Espacer ses révisions est bien plus efficace que le bachotage
Étudier quelque chose plusieurs fois sur des jours ou des semaines laisse une mémoire bien plus solide que le même volume d'étude concentré en une seule session. C'est l'une des conclusions les plus fiables de la recherche en apprentissage, et elle se confirme spécifiquement pour l'apprentissage des langues.
Sources :Cepeda et al. (2006), méta-analyse de la pratique distribuéeKim & Webb (2022), l'espacement dans l'apprentissage du vocabulaire en langue seconde
Le meilleur moment pour réviser est juste avant d'oublier
Il existe un moment idéal pour chaque révision : attendre trop longtemps et c'est perdu ; réviser trop tôt et l'effort est gaspillé. Les chercheurs ont mesuré cet intervalle, et la distance optimale entre les révisions dépend de la durée pendant laquelle vous souhaitez mémoriser. Asilak vise ce moment pour chaque carte.

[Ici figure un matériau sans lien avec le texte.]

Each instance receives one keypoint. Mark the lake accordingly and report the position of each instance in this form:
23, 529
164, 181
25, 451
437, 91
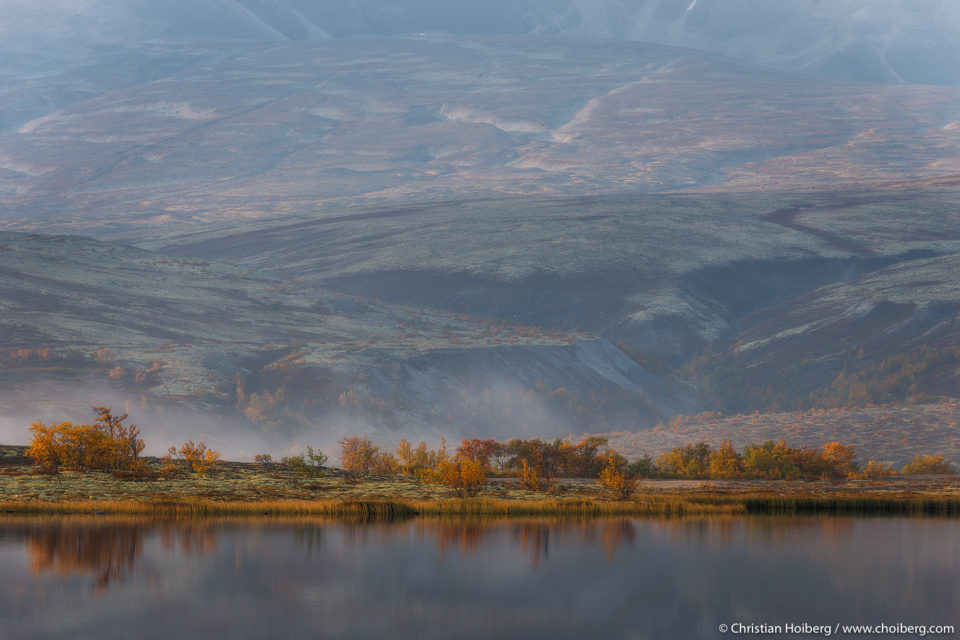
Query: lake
90, 577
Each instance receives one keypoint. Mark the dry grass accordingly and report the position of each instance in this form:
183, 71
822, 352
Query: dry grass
253, 491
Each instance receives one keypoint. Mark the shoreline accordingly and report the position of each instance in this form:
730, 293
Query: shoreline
251, 490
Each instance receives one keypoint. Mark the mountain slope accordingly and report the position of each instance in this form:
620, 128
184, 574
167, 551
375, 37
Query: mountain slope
873, 40
81, 320
310, 125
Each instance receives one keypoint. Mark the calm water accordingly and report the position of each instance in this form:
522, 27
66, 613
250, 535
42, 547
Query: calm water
115, 578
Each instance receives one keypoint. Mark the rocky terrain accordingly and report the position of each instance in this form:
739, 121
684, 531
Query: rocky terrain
82, 320
322, 126
403, 219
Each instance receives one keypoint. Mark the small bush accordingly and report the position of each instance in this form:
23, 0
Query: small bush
621, 485
105, 445
465, 476
874, 469
310, 463
196, 456
923, 465
533, 478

Sources :Cepeda et al. (2008), l'intervalle d'espacement optimal
Notre planification utilise FSRS — une méthode ouverte et évaluée indépendamment
Pour décider quand afficher chaque carte, Asilak utilise FSRS : une méthode libre et ouverte qui modélise le déclin de la mémoire et apprend le rythme qui vous convient. Elle est développée en open source et évaluée indépendamment face à d'autres approches — nous n'avons pas à prendre sa précision sur parole, et vous non plus.

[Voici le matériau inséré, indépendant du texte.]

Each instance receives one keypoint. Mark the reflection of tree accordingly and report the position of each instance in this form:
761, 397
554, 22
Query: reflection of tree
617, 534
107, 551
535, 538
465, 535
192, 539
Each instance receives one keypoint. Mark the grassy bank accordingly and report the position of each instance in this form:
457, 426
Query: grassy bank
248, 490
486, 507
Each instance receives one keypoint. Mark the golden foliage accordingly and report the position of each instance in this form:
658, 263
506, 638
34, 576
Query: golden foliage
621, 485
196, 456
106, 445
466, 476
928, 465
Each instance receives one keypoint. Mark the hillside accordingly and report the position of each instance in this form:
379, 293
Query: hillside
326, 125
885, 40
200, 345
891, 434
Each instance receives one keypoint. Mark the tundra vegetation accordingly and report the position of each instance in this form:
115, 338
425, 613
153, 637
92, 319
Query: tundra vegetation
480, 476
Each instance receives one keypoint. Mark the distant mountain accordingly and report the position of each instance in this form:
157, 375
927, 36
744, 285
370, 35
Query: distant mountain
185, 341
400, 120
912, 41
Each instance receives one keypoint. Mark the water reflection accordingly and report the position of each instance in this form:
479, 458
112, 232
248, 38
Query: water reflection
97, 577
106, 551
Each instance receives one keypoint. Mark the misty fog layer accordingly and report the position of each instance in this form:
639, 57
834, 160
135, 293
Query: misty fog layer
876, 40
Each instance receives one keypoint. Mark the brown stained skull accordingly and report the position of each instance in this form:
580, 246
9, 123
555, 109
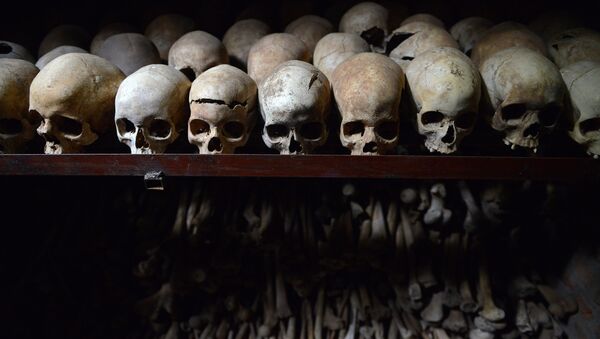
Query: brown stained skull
527, 93
446, 88
75, 96
367, 89
151, 109
17, 126
294, 102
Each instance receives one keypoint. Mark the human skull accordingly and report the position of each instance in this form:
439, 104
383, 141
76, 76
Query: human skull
16, 124
367, 19
335, 48
151, 108
271, 51
223, 110
505, 35
75, 96
195, 52
573, 45
164, 30
446, 88
527, 93
294, 102
13, 50
367, 89
468, 31
410, 40
583, 80
240, 37
310, 29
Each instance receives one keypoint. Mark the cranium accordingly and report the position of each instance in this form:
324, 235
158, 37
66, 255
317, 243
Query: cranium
367, 89
446, 88
583, 80
272, 50
223, 110
294, 102
151, 108
335, 48
16, 124
240, 37
196, 52
526, 91
75, 96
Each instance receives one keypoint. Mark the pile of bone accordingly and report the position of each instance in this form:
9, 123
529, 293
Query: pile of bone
519, 80
289, 267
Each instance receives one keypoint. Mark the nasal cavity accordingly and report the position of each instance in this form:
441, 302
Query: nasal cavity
215, 145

Sources :Comment fonctionne FSRS (les principes fondamentaux)Le benchmark FSRS ouvert face aux autres planificateurs
Se forcer à se souvenir — et pas seulement reconnaître — construit une mémoire plus solide
Choisir la bonne réponse dans une liste est plus facile que de la produire de mémoire, mais c'est la pratique la plus difficile qui rend un souvenir durable. C'est pourquoi Asilak commence par vous faire reconnaître la réponse, puis vous demande progressivement de la rappeler, et enfin de la produire vous-même.

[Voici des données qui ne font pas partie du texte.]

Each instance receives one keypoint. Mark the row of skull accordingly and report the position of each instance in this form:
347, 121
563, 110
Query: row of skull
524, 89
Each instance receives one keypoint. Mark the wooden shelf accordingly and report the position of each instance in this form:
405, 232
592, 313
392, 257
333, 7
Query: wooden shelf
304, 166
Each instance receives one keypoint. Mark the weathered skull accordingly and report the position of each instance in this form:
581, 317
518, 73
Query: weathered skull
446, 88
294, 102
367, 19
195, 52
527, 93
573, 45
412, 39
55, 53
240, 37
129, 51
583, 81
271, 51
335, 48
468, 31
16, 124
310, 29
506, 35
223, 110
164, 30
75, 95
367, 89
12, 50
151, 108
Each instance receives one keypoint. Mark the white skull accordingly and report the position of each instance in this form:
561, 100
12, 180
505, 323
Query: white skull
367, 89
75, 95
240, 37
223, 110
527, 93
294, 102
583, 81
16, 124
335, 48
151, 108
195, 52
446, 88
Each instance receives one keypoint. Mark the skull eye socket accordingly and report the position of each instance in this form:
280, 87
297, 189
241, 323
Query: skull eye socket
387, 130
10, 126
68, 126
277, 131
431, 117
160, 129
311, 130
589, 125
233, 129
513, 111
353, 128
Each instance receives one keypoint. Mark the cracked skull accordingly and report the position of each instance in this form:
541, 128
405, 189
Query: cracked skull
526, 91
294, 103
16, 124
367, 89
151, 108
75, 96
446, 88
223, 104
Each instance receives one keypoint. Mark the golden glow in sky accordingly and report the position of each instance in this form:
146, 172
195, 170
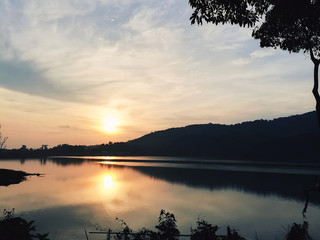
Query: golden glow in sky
71, 73
110, 123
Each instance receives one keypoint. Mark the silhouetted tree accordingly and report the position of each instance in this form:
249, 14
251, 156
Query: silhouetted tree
298, 232
167, 226
17, 228
2, 140
292, 26
204, 231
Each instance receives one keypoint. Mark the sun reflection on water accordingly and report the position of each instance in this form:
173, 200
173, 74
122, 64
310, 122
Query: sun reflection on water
108, 182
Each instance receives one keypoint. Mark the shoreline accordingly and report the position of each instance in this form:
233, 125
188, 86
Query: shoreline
8, 176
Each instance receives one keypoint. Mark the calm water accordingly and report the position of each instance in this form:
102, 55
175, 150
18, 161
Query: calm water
73, 194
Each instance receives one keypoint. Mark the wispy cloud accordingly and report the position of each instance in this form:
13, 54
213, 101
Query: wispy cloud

Sources :Nakata (2016), format de rappel et apprentissage du vocabulaireVos et al. (2018), pratique productive vs. réceptive
Les séries et les points ne construisent pas de vraie compétence — et peuvent avoir l'effet inverse
Badges, points et séries peuvent rendre une application gratifiante sans vous rendre meilleur dans ce que vous êtes venu apprendre — et les poursuivre peut même étouffer la motivation réelle. Asilak les a donc supprimés et vous montre une progression honnête à la place.
Sources :Mekler et al. (2013), les éléments de jeu améliorent-ils les performances ?Mogavi, Hassan et al. (2022), l'expérience des apprenants avec les applications gamifiées
Les moyens mnémotechniques et le contexte réel aident à retenir
Relier un nouveau fait à un repère marquant ou à un exemple concret donne plus de prise à la mémoire. Lorsque c'est pertinent, Asilak prend en charge des exemples et du contexte en complément de la réponse brute.
Sources :Wang et al. (2024), mnémotechniques et apprentissage contextuel
Une mise en garde honnête
Les preuves présentées ici sont solides, mais pas absolues — les études varient, et aucune méthode ne fonctionne de la même façon pour tout le monde ou pour toutes les matières. Nous suivons la recherche là où elle est claire, restons honnêtes là où elle ne l'est pas, et continuons à ajuster au fil de nos apprentissages.